I know each and every one of them, which makes this whole situation worse. Now I have over a dozen people to worry over, to grieve for should anything go wrong.

  One of them takes my bag from me, and now all I can do is twist my hands together.

  Half our guards leave before we do. Then my father exits the jet. I linger back a moment, take a deep breath, then step out to face the enemy.

  The air is cool, crisp, and the sun blinds my eyes. I blink against the glare as they adjust. Once they do, my breath catches. The crowd gathered cheers when they see us.

  At first I can’t figure out why they’re cheering. And then I do. My father and I are going to discuss the terms of our surrender. The end of the war. In their eyes, they have won, we have lost, and the world might now return to the way it once was.

  I descend down the stairs, keeping my attention focused on not falling in these heels.

  On either side of me a camera crew films my entrance.

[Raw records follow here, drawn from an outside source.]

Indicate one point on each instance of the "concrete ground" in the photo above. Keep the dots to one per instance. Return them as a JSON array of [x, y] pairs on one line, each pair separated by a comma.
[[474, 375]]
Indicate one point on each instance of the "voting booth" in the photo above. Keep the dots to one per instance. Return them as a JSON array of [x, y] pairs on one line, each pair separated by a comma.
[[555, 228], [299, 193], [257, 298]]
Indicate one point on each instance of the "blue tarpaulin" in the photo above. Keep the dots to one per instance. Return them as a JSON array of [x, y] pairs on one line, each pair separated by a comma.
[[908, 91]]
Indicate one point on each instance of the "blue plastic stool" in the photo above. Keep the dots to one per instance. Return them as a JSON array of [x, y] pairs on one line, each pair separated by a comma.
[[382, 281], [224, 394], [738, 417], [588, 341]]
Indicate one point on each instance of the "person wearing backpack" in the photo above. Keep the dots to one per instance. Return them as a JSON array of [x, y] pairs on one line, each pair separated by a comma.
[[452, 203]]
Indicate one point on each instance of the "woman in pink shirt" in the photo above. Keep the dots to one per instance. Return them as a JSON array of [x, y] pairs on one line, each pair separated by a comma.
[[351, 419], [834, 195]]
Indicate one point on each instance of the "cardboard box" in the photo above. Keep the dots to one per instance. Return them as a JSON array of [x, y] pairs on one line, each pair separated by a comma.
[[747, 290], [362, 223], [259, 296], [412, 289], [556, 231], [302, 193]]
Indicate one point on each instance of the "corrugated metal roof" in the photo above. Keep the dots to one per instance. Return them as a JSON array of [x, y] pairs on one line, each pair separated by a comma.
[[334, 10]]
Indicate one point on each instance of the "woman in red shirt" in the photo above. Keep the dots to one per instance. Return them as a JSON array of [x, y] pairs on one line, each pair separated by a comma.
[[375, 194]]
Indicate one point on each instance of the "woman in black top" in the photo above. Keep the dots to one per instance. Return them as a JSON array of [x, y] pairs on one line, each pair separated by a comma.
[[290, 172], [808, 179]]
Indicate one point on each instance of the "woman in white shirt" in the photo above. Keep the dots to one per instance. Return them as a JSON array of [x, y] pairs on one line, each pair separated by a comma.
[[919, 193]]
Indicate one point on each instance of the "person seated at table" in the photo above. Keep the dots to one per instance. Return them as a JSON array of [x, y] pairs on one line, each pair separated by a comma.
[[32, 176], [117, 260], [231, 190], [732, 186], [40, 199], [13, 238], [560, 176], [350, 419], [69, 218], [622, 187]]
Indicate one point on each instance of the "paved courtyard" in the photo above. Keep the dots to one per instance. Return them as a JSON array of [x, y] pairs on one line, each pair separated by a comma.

The footage is likely being streamed across the Internet. Anyone who wants to view it can. Will is watching, I know he is, and that thought makes me raise my chin a little higher. I am a soldier, a survivor, and I represent the WUN.

  A group of men wearing suits and earpieces waits for us in front of a car—our car. They look too clean, too slick, their hair combed and gelled into place, their suits tailored precisely to their body types. These must be the king’s men. The king, I notice, isn’t here. He’s probably too busy figuring out how to best kill my people.

  When we reach them, one steps away from the rest. “Ambassador Freeman, Serenity,” he says, reaching a hand out to my father, then to me. I start at the sound of my name spoken from his lips. Of course they know who I am. “My name is Marco, and I am the liaison between you and the king.”

  I have to bite my tongue to keep from responding as I take his hand. Anything that comes out of my mouth right now will only make the situation worse. Instead I nod. Belatedly I realize that this makes me appear demure.